Tobias Armbrüster: Welche weiteren politischen Folgen hat es nun, wenn Frau Schavan ihren Doktortitel verliert, so wie gestern Abend an der Universität Düsseldorf beschlossen? Mein Kollege Dirk-Oliver Heckmann hat darüber am Abend mit Kai Gehring gesprochen, er ist der bildungs- und hochschulpolitische Sprecher der Bundestagsfraktion von Bündnis 90/Die Grünen.

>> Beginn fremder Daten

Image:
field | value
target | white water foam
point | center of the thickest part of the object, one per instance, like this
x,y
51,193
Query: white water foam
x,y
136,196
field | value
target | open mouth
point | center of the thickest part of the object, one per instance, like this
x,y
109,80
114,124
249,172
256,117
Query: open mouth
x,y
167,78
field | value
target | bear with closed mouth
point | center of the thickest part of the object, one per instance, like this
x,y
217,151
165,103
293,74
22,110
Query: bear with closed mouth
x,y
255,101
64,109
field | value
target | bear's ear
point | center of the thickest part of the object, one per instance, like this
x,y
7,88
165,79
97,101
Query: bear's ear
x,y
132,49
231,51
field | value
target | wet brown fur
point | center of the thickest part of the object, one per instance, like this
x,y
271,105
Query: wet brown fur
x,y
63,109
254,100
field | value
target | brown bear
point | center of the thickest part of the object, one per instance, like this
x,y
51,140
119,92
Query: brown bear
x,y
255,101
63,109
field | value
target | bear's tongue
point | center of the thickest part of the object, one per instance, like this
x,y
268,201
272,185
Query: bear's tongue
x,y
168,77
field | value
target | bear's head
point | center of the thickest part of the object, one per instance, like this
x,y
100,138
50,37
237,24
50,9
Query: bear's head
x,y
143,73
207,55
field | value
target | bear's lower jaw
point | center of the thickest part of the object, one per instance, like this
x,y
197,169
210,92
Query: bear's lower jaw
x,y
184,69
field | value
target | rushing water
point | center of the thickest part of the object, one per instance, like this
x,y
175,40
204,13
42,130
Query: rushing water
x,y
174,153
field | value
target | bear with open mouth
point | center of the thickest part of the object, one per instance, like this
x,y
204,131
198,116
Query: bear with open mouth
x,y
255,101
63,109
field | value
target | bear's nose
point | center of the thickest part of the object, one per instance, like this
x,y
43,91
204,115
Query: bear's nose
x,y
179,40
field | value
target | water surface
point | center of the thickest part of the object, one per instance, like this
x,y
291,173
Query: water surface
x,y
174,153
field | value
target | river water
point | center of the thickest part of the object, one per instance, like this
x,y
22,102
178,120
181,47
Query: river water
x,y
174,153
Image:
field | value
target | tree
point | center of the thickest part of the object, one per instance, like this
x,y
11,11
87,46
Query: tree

Erste Frage an ihn: Hat Annette Schavan die Universität mit ihrer Dissertation betrogen?
Kai Gehring: Also wir Grüne haben in den vergangenen Monaten immer gesagt, Plagiieren ist im Wissenschaftsbereich keine Bagatelle und Respekt vor der Wissenschaft gebietet es, das Urteil anzuerkennen, das am Ende des Plagiatsverfahrens steht. Und wir haben gesagt, wenn Frau Schavan ihren Doktorgrad verliert, dann ist sie als Bundeswissenschaftsministerin unhaltbar, so tragisch das für sie als Person auch ist. Jetzt hat die Universität Düsseldorf heute eine Entscheidung getroffen und für Klarheit gesorgt und es wurde formuliert, dass sie als Doktorandin systematisch und vorsätzlich gedankliche Leistungen vorgetäuscht hätte, die sie nicht selber erbracht hat. Ich gehe davon aus, dass die Universität sehr, sehr gründlich geprüft hat und sich die Universität der Tragweite ihrer Entscheidung bewusst ist, und dass sie auch darauf geachtet hat, dass ihre Entscheidung gerichtsfest ist.
Dirk-Oliver Heckmann: Annette Schavan hat ja erst vor wenigen Tagen betont, Herr Gehring, es mag Flüchtigkeitsfehler gegeben haben, aber sie habe niemals absichtlich plagiiert. Was ist diese Aussage aus Ihrer Sicht vor dem Hintergrund der heutigen Entscheidung wert?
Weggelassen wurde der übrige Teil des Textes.